So… it was the capes. The black capes is what sold you?

Right, your searing, journalistic eye is cutting through my bullshit and you can see that mainly, I want to wear black. I don’t want to have lots of different costumes because that’s a pain. I want to be the Steve Jobs of the fantasy universe.

You have really perfected playing the bad guy that people still root for. How do you do that? Why do you do that?

Why do I do it? I don’t know. A close friend of mine pointed out that I do have this sort of slight niche for myself of villains with psychological damage that are always abused — in the case of Westworld, abused by his father, abused in a boys’ home in The Punisher, and in this case, there’s a sort of a demon in the woods story, which leads to the tragedy he suffered.

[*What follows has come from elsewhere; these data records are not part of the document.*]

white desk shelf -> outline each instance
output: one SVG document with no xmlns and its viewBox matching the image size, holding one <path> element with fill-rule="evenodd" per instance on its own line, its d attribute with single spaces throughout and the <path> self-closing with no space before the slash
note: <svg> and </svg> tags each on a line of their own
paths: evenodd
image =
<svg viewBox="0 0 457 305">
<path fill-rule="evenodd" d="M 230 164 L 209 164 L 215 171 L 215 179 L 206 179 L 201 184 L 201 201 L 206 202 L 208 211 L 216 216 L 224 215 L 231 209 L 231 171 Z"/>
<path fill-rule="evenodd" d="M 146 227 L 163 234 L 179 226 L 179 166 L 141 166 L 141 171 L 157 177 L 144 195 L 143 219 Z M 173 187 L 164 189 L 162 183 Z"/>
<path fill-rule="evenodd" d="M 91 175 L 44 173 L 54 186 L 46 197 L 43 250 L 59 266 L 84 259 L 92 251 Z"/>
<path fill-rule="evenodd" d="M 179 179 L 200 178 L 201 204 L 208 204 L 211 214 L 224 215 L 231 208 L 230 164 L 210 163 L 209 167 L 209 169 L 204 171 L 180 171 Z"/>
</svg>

So these sorts of tragic villains — which, I’m not even sure that’s a category — that then have sort of murky relationships with heroines. I struggled to think of any other examples of this and I’ve done about five in a row.

It’s your calling card on screen.

The reason it comes across like that is because I’m not interested in the singular. I’m interested in the fact that everyone has the capacity to be everything. There are no evil babies. This is all learned. And so I really enjoy finding the opposite of moments.

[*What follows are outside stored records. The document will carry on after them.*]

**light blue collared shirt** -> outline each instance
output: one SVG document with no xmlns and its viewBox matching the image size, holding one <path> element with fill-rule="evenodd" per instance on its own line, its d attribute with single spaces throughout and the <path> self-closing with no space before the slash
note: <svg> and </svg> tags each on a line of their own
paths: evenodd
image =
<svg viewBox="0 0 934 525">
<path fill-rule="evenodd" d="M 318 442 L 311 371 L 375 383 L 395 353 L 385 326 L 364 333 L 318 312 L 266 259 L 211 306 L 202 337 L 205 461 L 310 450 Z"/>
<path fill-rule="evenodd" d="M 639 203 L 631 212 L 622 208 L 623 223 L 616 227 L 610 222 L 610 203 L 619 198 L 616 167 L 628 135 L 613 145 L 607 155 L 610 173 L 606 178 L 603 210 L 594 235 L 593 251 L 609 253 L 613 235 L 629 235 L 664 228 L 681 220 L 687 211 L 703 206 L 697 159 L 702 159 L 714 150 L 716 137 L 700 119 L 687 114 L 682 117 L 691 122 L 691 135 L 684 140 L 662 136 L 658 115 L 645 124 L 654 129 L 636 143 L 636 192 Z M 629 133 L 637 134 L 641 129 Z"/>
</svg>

Are you worried you’ve made this villain too likable or sympathetic? He’s got a following amongst book readers so you could end up being the hero of this thing. Or at least, like a really charismatic cult leader or something.

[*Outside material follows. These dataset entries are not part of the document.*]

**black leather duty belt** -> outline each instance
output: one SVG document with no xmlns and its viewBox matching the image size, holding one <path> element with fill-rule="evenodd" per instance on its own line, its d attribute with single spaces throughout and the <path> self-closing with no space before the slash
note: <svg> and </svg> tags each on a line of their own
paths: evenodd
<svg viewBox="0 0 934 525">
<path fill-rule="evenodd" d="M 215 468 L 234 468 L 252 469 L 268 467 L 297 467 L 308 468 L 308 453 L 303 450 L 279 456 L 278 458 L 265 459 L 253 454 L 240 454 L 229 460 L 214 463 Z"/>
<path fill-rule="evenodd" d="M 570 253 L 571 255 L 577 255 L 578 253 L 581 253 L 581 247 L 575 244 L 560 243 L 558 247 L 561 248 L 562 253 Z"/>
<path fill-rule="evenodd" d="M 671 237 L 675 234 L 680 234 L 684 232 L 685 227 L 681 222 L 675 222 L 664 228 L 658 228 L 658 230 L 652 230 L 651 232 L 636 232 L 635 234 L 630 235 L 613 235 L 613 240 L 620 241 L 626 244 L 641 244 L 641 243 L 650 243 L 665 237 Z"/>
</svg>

[Laughs] People on the internet sort of want to reclaim this “problematic man arena,” and they have their right to, as they’re reading, support whomever they want. I can’t pretend to understand it, but I think for me, the difference is we’re not presenting a hero. I’m not the one you’re rooting for, that’s Alina. I think that most people intrinsically are good and they root for the good. That isn’t to say though, that I don’t want people to want more of the character on screen. I want people to want to understand him better and I want people to want to understand why he behaves how he behaves. I think that life exists in the gray. The allegory of dark versus light in this story is very clear, but the most interesting parts of the story are the conflict. It’s interesting to me that these men represent potential paths for Alina’s future and what she could become. The darkness that could be in her, the ambition that might lie in her. The other people don’t understand what it’s like to have this power. Those areas that raise questions and spark debates make shows interesting to watch and then talk about.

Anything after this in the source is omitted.